To our knowledge, this is the first study to perform functional immunophenotyping in a cohort of children with critical asthma. However, there are several limitations to our study. First, we enrolled a small number of children from a single center, limiting the generalizability of the results. Given the critical nature of these children, comprehensive phenotyping including lung function measures was not performed. We also selected neutrophils from peripheral blood and performed analysis of bulk RNA making comparison to single-cell RNA-seq of PBMCs stimulated with poly(I:C) difficult. Additionally, all of the children in our cohort were receiving systemic corticosteroids at the time of blood sampling. The timing of blood sample collection was not standardized which could have introduced bias into the functional immune response measurement with children with earlier blood sampling having a gene expression response to intracellular poly(I:C) that was less impacted by corticosteroid treatment compared with later blood sampling. Many children in this study did not have viral respiratory panels sent due to the limited availability of nasal swabs and test reagents during the COVID-19 pandemic.

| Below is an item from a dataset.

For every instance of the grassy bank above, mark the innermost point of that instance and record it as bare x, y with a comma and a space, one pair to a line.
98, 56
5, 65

Although viral respiratory infections may confound our cluster results, we did not detect differences in viral respiratory infection status between the two clusters in the limited number of samples where viral respiratory infection testing was performed. Although a higher proportion of children in Cluster 1 compared to Cluster 2 received heliox and isoflurane rescue therapies, the sample size is small and did not reach statistical significance. Validation of our results with a larger, well-phenotyped external cohort is needed to determine the reproducibility of the critical asthma response reported.

In summary, we defined two clusters of children with critical asthma by differential gene expression response to an intracellular poly(I:C) stimulus using a Nanostring platform and k-means clustering. Functional immunophenotyping may be an additional strategy to understand the heterogeneity of pediatric critical asthma. More detailed clinical phenotyping with lung function and endotyping with IgE, allergy testing, and plasma cytokines are needed to develop targeted, personalized therapies for children TH2 and non-TH2 life-threatening asthma.